Княжна Мстиславская - страница 3



– А кто велел верхнюю горницу протопить? – повернулся царь к служке.

– Борис Годунов, – Гаврила мигнул. – Он говорит, что великому государю, может, отдохнуть захочется после молитвы. А во дворе ещё прохладно. А там, дескать, хорошо.

– Ну, Борис, Борис, – Иван Васильевич мотнул головой. – Расторопен, догадлив.

«Сожрут они Фёдора, как пить дать, сожрут» – думал он, поднимаясь по скрипучей лесенке. Гаврила поддерживал его за локоть.

– Всё, иди, – оттолкнул царь служку перед дверью в горницу. – Скажи стряпухам, пусть пирог с редькой испекут. Зови Щелкалова. А стрельцов тут поставь.

Гаврила ссыпался вниз. Крикнул что-то, царь слушал. Снизу раздались тяжёлые быстрые шаги. Стрельцы торопились на пост. Раздалось шуршание.

– Щелкалов поднимается, – решил Иван Васильевич. – Шаркает шубой своей по стенкам. Даже во дворце моём не снимает, боится, что упрут. Хитёр, ой, хитёр, Андрейка Щелкалов с братом своим Васькой! Сожрут они Федьку, дурака моего блаженного!

Зайдя в горницу, царь уселся у окна на лавку и бросил взгляд в окошко. Москва ещё снежная, но тут и там, на солнечных местах видны вытаявшие прогалины. Весна идёт, скоро лето, но все ли доживут до тёплых дней?

Вошёл Щелкалов, поклонился в пояс, оглянулся, плотно прикрыл дверь за собой.

– Садись, – царь хлопнул по лавке. – Да ближе, не укушу.

И он выжидающе уставился на дьяка. Тот сел, засопел носом и посмотрев царю прямо в глаза, тихонько сказал: «Иезуиты согласны на все ваши условия. Только римский примат над церковью и всё. Больше им ничего не надо».

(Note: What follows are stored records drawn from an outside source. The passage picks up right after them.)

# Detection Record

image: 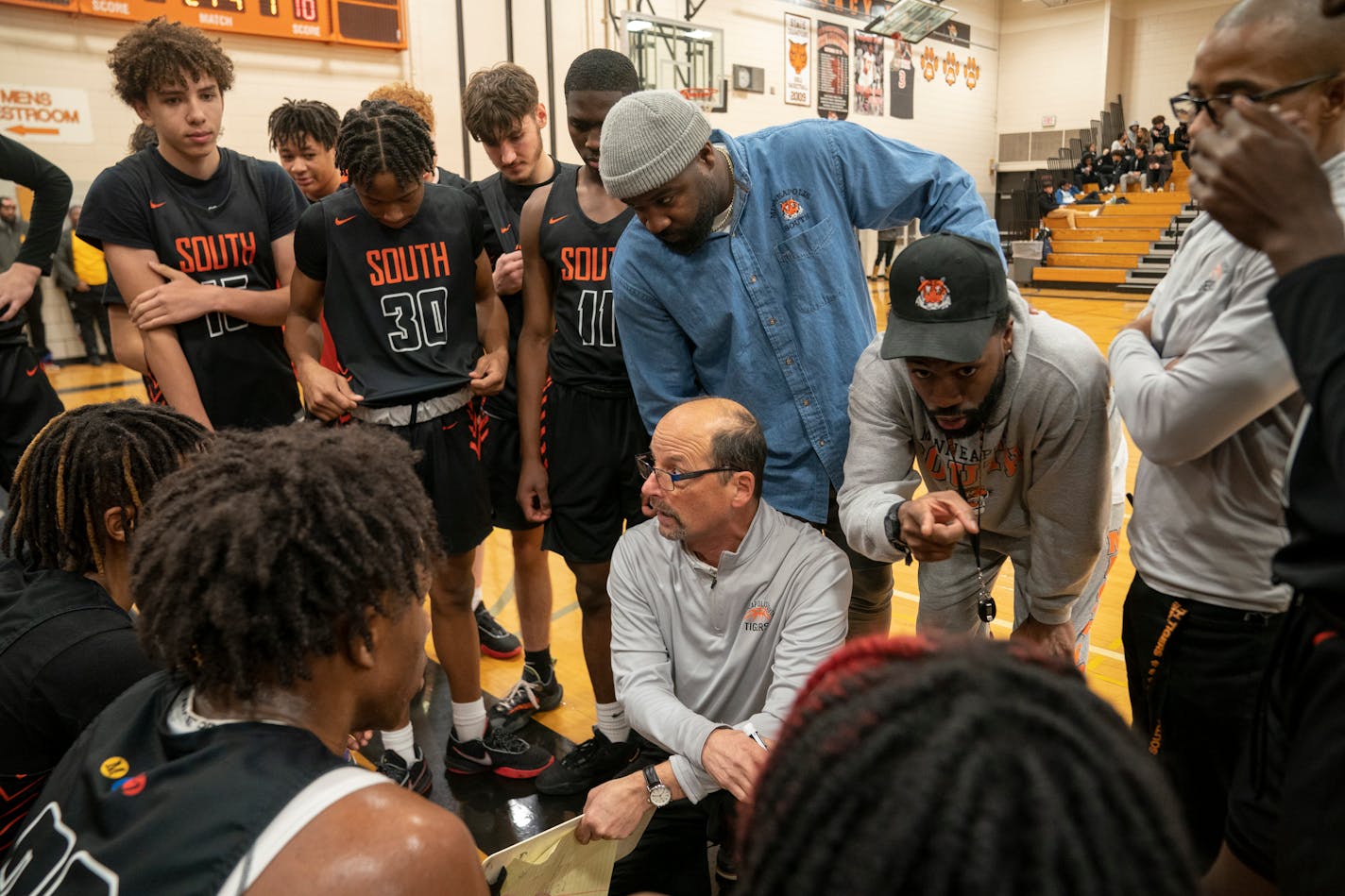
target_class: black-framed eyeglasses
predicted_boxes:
[635,452,742,491]
[1167,73,1338,126]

Иван Васильевич откинулся назад, опёрся рукой на подоконник и забрал в ладонь бороду.

– Это всё? – спросил он.

– Нет, – Щелкалов склонился ближе. – Лютый, тот шляхтич, что из Вильно приехал, колдуна нашёл под Москвой, просит на расправу его.

Царь прищурился.

– А ну-ка, давай подробней расскажи, что там иезуиты передают, и какой вдруг колдун на Москве объявился? – оскалился он. – Больно хорошо день начинается. Не подвели меня, чую, мученики севастийские, не зря с утра им молился.

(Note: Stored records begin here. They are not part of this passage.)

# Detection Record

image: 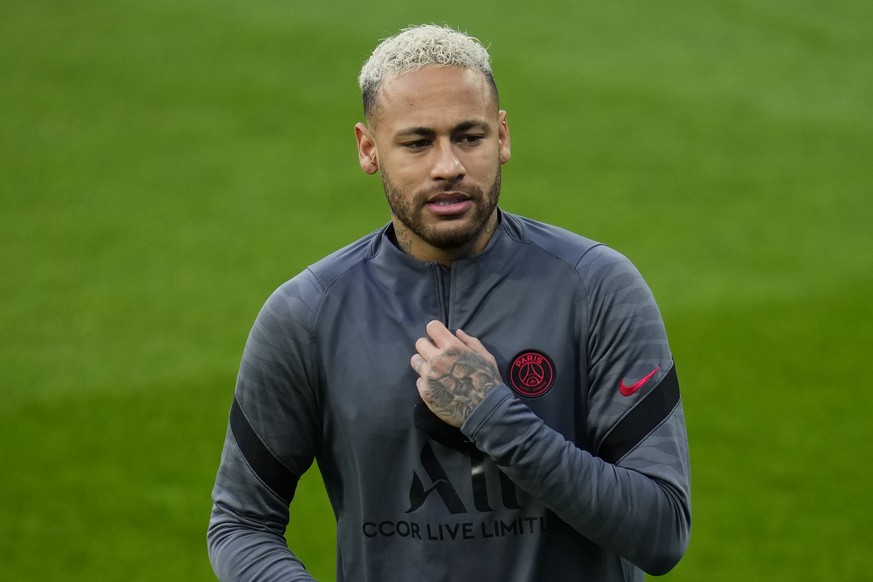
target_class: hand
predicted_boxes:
[410,321,501,427]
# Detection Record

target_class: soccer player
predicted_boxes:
[208,25,691,582]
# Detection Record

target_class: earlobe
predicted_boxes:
[497,110,511,164]
[355,123,379,174]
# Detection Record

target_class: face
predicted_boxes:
[355,67,509,263]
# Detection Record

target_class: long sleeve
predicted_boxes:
[207,277,319,581]
[462,247,691,575]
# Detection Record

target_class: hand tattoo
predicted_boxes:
[427,348,501,426]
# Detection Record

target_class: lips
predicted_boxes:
[425,192,473,216]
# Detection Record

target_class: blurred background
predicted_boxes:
[0,0,873,582]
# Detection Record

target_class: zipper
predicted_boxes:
[431,263,454,329]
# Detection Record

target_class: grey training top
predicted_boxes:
[208,213,691,582]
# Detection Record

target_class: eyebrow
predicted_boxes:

Сидевший за стеной, у просверленной малой дырочки Гаврила от напряжения даже рот приоткрыл, вслушиваясь и боясь упустить хоть слово.


Поезд с казаками выехал на берег Москва-реки. Слева кремлёвские стены; Облезов снял шапку, молится на церковные кресты за каменными зубцами. Не помешает, если вдруг царь увидит. Поговаривают, он частенько смотрит за городом своим.

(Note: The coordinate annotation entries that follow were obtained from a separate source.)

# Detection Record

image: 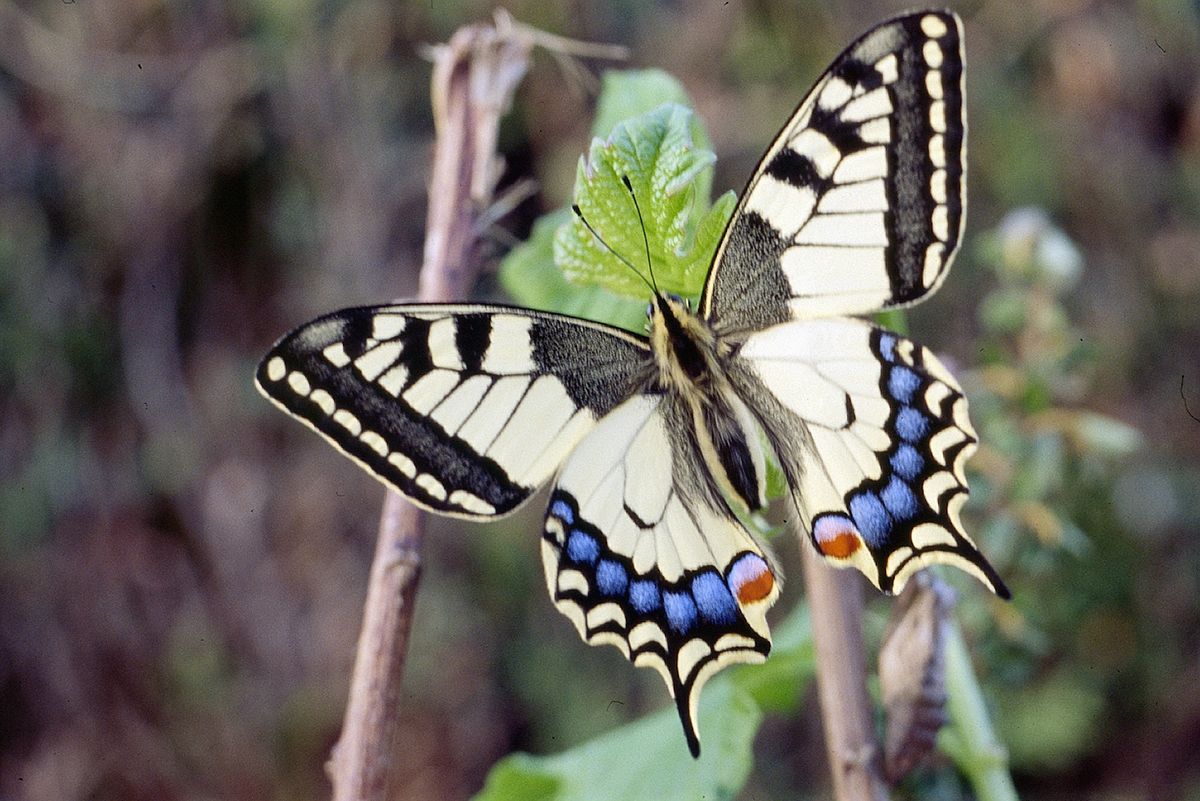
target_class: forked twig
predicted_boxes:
[326,14,628,801]
[326,20,532,801]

Справа дома, усадьбы, заборы. Арефий ткнул Егора в бок – чего, дескать, грустишь? Тот отмахнулся, что-то не по себе, мол.

– Царя опасаешься, – кивнул Арефий. – Я тоже подрагиваю, аж спина чешется.

– Батоги чует твоя спина! – захохотали казаки. Снова пошло веселье, да так громко, что Облезов повернулся и погрозил кулаком, дескать, вы не в Диком Поле и не за Камнем гуляете, спокойней надо быть.

Вот и родной дом. Ворота новые, у них таких не было, с резьбой поверху. Крышу перекрыли, и больше ничего не изменилось. Егор протяжно вздохнул, он поневоле поддёрнул на себя повод, конь пошёл тише. Сбоку сунулся Арефий.

– На красавицу московскую загляделся, Сломайнога? – шепнул он. – Хороша девица, да не для нас.

Егор как очнулся, и правда, у ворот стоят две боярыни. Одна постарше, лицо хмурое, видать, хозяйка. Вторая розовощёкая, глядит с любопытством на казаков, глаза широко распахнуты, в них ярко-синее мартовское небо сияет. За боярынями пара мужиков, ворота отворяют, видать, поедут сейчас куда-то.